To enable typing of functions such as ``map`` and ``zip``, we introduce the
``Map`` type operator. Not to be confused with the existing operator
``typing.Mapping``, ``Map`` is analogous to ``map``, but for types:

::

    from typing import Map

    def args_to_lists(*args: *Ts) -> Map[List, Ts]: ...

    args_to_lists(1, 'a')  # Inferred type is Tuple[List[int], List[str]]

``Map`` takes two operands. The first operand is a parameterizable
type (or type alias [#type_aliases]_) such as ``Tuple``, ``List``, or a
user-defined generic class. The second operand is a type variable tuple.
The result of ``Map`` is a ``Tuple``, where the Nth type in the ``Tuple`` is
the first operand parameterized by the Nth type in the type variable tuple.

Because ``Map`` returns a parameterized ``Tuple``, it can be used anywhere
that a type variable tuple would be.

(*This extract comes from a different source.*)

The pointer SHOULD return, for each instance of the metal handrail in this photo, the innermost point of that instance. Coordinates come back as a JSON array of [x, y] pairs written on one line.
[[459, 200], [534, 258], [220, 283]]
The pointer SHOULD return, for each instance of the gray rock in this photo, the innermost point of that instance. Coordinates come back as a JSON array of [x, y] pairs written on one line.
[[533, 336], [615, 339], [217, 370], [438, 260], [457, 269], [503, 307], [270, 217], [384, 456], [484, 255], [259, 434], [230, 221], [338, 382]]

For example, as the type of ``*args``:

::
    
    # Equivalent to 'arg1: List[T1], arg2: List[T2], ...'
    def foo(*args: *Map[List, Ts]): ...
    # Ts is bound to Tuple[int, str]
    foo([1], ['a'])

As a return type:

::

    # Equivalent to '-> Tuple[List[T1], List[T2], ...]'
    def bar(*args: *Ts) -> Map[List, Ts]: ...
    # Ts is bound to Tuple[float, bool]
    # Inferred type is Tuple[List[float], List[bool]]
    bar(1.0, True)

And as an argument type:

::

    # Equivalent to 'arg: Tuple[List[T1], List[T2], ...]'
    def baz(arg: Map[List, Ts]): ...
    # Ts is bound to Tuple[bool, bool]
    baz(([True], [False]))

``map`` and ``zip``
'''''''''''''''''''

``Map`` allows us to specify the signature of ``map`` as:

::

    Ts = TypeVarTuple('Ts')
    R = TypeVar(R)

    def map(func: Callable[[*Ts], R],
            *iterables: *Map[Iterable, Ts]) -> Iterable[R]: ...

    def func(int, str) -> float: ...
    # Ts is bound to Tuple[int, str]
    # Map[Iterable, Ts] is Iterable[int], Iterable[str]
    # Therefore, iter1 must be type Iterable[int],
    #        and iter2 must be type Iterable[str]
    map(func, iter1, iter2)

Similarly, we can specify the signature of ``zip`` as:

::

    def zip(*iterables: *Map[Iterable, Ts]) -> Iterator[Ts]): ...

    l1: List[int]
    l2: List[str]
    zip(l1, l2)  # Iterator[Tuple[int, str]]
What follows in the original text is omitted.